Cuidar da Casa Comum foi um desafio lançado pelo Papa Francisco que a Província Marista Compostela acolheu de braços abertos, sendo, inclusivamente, uma linha orientadora do Plano Estratégico: Despertar e desenvolver a nossa consciência ecossocial, numa perspetiva inclusiva e cristã num quadro institucional da Província Compostela, que promove a solidariedade, o consumo responsável e a sustentabilidade.
Neste âmbito, foi desenvolvida uma Horta no Ensino Pré-Escolar, onde são dinamizadas várias atividades com os alunos, incluindo momentos de interioridade a tratarem e cuidarem da própria horta. Desta forma ativa, promovemos nos alunos um cuidado com a natureza, aprendendo a respeitar os ciclos naturais, de forma fluida e como parte do seu dia-a-dia, que acreditamos serem as raízes para uma atitude responsável e de cuidado do nosso planeta e de toda a criação.
Sobre este assunto, fomos conversar com alunos dos 5 anos. Quando lhes perguntámos “O que é que tu sentes quando vais à horta? O que é que gostas mais?”, o sentimento predominante, sem qualquer hesitação, entre muito entusiasmo e gargalhadas, foi a felicidade e a alegria, porque cuidar da horta é muito divertido. O João B. salientou que adorava “brincar com as pás” na terra, fazendo os buracos, o João P. referiu que gostava muito “de plantar coisas na horta”, enquanto a Aurora e a Sofia preferem “regar as plantas”. Já o Zé diz que gosta muito “das alfaces e de as colocar na terra”… pode ser que também seja uma ajuda para gostar de as incluir nas refeições! Para a Constança a horta é uma grande brincadeira, onde pode mexer em muitas coisas.
Todos os alunos acham que é importante proteger a natureza (e a sua horta), porque não querem que os animais, nem as plantas morram.

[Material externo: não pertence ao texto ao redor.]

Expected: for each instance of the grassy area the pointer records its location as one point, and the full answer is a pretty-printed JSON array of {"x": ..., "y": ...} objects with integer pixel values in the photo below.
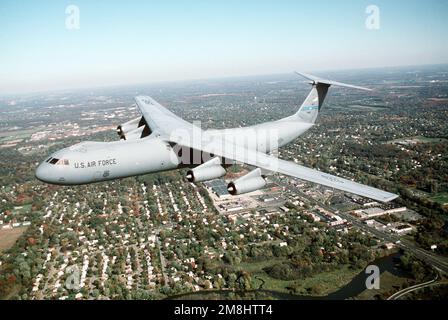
[
  {"x": 320, "y": 284},
  {"x": 9, "y": 237},
  {"x": 389, "y": 284},
  {"x": 441, "y": 198},
  {"x": 23, "y": 209}
]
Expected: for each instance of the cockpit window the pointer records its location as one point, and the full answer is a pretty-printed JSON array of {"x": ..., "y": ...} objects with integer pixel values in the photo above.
[{"x": 59, "y": 162}]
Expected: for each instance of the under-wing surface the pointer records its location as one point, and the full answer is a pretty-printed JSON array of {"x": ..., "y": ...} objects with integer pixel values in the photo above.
[{"x": 159, "y": 141}]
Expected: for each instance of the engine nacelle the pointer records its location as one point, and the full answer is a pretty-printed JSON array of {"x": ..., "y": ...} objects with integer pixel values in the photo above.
[
  {"x": 134, "y": 129},
  {"x": 209, "y": 170},
  {"x": 134, "y": 134},
  {"x": 248, "y": 183}
]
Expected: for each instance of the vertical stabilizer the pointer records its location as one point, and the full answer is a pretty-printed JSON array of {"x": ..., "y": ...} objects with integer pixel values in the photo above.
[{"x": 310, "y": 108}]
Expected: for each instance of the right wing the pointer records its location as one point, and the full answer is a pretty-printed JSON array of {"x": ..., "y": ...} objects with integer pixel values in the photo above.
[{"x": 221, "y": 147}]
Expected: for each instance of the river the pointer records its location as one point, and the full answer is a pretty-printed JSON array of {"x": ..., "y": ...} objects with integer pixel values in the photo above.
[{"x": 352, "y": 289}]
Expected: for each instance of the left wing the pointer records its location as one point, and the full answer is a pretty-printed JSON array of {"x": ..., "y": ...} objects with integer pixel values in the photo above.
[
  {"x": 228, "y": 150},
  {"x": 160, "y": 119}
]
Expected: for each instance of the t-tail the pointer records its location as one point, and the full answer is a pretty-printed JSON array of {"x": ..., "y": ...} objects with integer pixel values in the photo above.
[{"x": 311, "y": 106}]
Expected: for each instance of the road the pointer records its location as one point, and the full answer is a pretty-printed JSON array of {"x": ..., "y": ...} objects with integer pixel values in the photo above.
[
  {"x": 439, "y": 263},
  {"x": 401, "y": 293}
]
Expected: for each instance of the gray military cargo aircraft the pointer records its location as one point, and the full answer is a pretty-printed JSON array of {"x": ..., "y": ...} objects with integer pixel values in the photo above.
[{"x": 160, "y": 141}]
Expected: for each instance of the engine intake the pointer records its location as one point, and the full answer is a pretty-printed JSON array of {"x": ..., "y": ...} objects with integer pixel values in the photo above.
[
  {"x": 134, "y": 129},
  {"x": 209, "y": 170},
  {"x": 248, "y": 183}
]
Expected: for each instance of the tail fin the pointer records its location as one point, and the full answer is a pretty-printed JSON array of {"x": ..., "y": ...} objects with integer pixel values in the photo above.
[{"x": 310, "y": 108}]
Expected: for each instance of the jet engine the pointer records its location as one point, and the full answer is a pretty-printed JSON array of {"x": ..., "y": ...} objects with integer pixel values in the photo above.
[
  {"x": 134, "y": 129},
  {"x": 209, "y": 170},
  {"x": 248, "y": 183}
]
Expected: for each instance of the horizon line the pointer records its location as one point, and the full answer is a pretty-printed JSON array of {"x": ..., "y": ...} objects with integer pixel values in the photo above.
[{"x": 155, "y": 82}]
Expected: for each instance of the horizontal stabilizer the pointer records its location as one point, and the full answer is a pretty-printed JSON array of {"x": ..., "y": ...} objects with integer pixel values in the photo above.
[{"x": 317, "y": 80}]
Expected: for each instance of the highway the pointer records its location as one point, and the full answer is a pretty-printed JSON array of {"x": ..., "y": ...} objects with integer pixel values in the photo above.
[
  {"x": 439, "y": 263},
  {"x": 401, "y": 293}
]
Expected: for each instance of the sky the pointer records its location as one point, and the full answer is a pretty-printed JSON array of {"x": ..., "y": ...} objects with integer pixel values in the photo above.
[{"x": 131, "y": 42}]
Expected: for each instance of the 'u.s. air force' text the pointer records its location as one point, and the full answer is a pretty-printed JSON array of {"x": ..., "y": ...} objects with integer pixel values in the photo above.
[{"x": 95, "y": 163}]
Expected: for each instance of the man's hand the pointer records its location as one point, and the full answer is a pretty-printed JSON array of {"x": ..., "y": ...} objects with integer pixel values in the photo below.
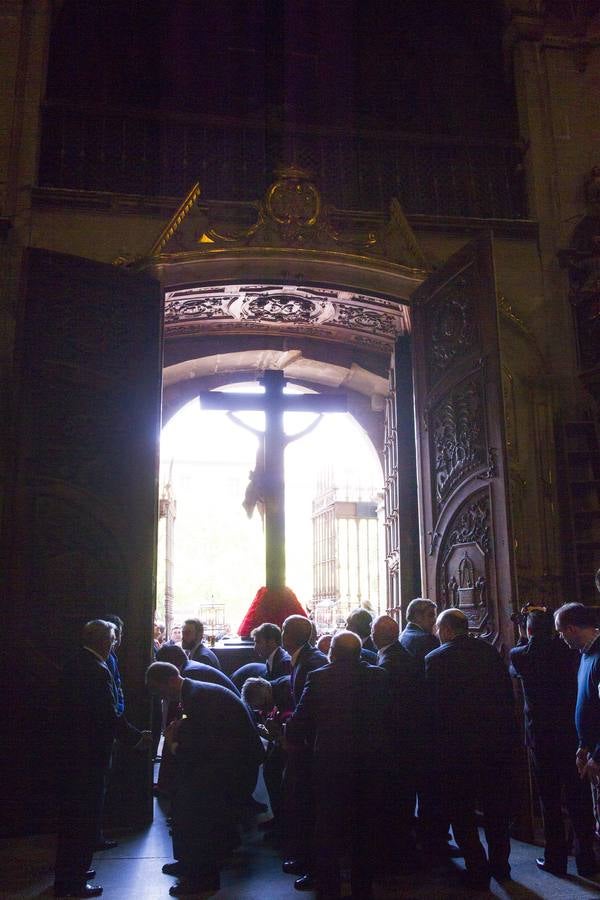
[
  {"x": 145, "y": 741},
  {"x": 592, "y": 771}
]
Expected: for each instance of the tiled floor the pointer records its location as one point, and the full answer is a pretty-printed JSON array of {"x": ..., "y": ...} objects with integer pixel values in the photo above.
[{"x": 133, "y": 872}]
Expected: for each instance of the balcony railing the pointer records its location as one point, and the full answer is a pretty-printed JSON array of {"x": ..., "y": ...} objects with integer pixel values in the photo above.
[{"x": 160, "y": 154}]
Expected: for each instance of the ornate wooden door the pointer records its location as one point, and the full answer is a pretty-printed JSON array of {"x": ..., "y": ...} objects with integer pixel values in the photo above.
[
  {"x": 81, "y": 516},
  {"x": 466, "y": 545}
]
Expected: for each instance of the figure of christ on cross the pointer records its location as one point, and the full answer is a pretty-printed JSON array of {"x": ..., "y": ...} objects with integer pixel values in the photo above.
[{"x": 274, "y": 441}]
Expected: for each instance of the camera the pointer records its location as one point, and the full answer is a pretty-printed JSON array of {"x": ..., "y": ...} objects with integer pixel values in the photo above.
[{"x": 520, "y": 618}]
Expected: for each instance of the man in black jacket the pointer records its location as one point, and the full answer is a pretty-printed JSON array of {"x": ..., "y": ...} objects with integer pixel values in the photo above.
[
  {"x": 472, "y": 703},
  {"x": 88, "y": 725},
  {"x": 418, "y": 637},
  {"x": 297, "y": 779},
  {"x": 547, "y": 668},
  {"x": 218, "y": 752},
  {"x": 409, "y": 741},
  {"x": 191, "y": 641},
  {"x": 343, "y": 715}
]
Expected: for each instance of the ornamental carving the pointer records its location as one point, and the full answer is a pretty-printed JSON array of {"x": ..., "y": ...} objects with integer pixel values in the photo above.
[
  {"x": 282, "y": 308},
  {"x": 452, "y": 328},
  {"x": 472, "y": 525},
  {"x": 458, "y": 436},
  {"x": 304, "y": 308},
  {"x": 290, "y": 214},
  {"x": 365, "y": 319},
  {"x": 463, "y": 579}
]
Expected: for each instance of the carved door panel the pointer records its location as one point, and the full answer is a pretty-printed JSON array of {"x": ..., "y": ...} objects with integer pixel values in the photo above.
[
  {"x": 400, "y": 485},
  {"x": 466, "y": 546},
  {"x": 82, "y": 508}
]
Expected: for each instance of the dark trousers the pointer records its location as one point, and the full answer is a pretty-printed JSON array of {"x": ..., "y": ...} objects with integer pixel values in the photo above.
[
  {"x": 486, "y": 787},
  {"x": 557, "y": 778},
  {"x": 79, "y": 820},
  {"x": 298, "y": 805}
]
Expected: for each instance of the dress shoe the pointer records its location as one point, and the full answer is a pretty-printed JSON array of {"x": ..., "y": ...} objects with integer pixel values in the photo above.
[
  {"x": 475, "y": 882},
  {"x": 294, "y": 867},
  {"x": 176, "y": 868},
  {"x": 558, "y": 869},
  {"x": 104, "y": 844},
  {"x": 85, "y": 890},
  {"x": 305, "y": 883},
  {"x": 588, "y": 870},
  {"x": 190, "y": 886},
  {"x": 501, "y": 874},
  {"x": 255, "y": 805}
]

A Sofia, com muita sabedoria para a sua idade, diz ainda que se não cuidarmos da natureza, podemos ficar todos doentes, intuindo já a ligação entre todos os seres vivos.
A pergunta seguinte “Como é que tu e a tua família podem ajudar o ambiente?” foi um pouco mais difícil, mas os nossos pequenos horticultores também já têm algumas ideias sobre o assunto.
A Aurora achou que era importante mandar o lixo para os sítios certos, enquanto o Zé, mais informado, afirmou que os pais separam o lixo em sacos diferentes, para colocar nos ecopontos. A Sofia afirmou que devemos ajudar todos os bichinhos, dando-lhes de comer.
O João B. referiu que uma forma de ajudar é andar na rua confortável e, claro que concordamos todos, que gostar de passear em parques e outros espaços naturais, contemplando a natureza é uma forma de valorizar este mundo belíssimo com que Deus nos presenteou.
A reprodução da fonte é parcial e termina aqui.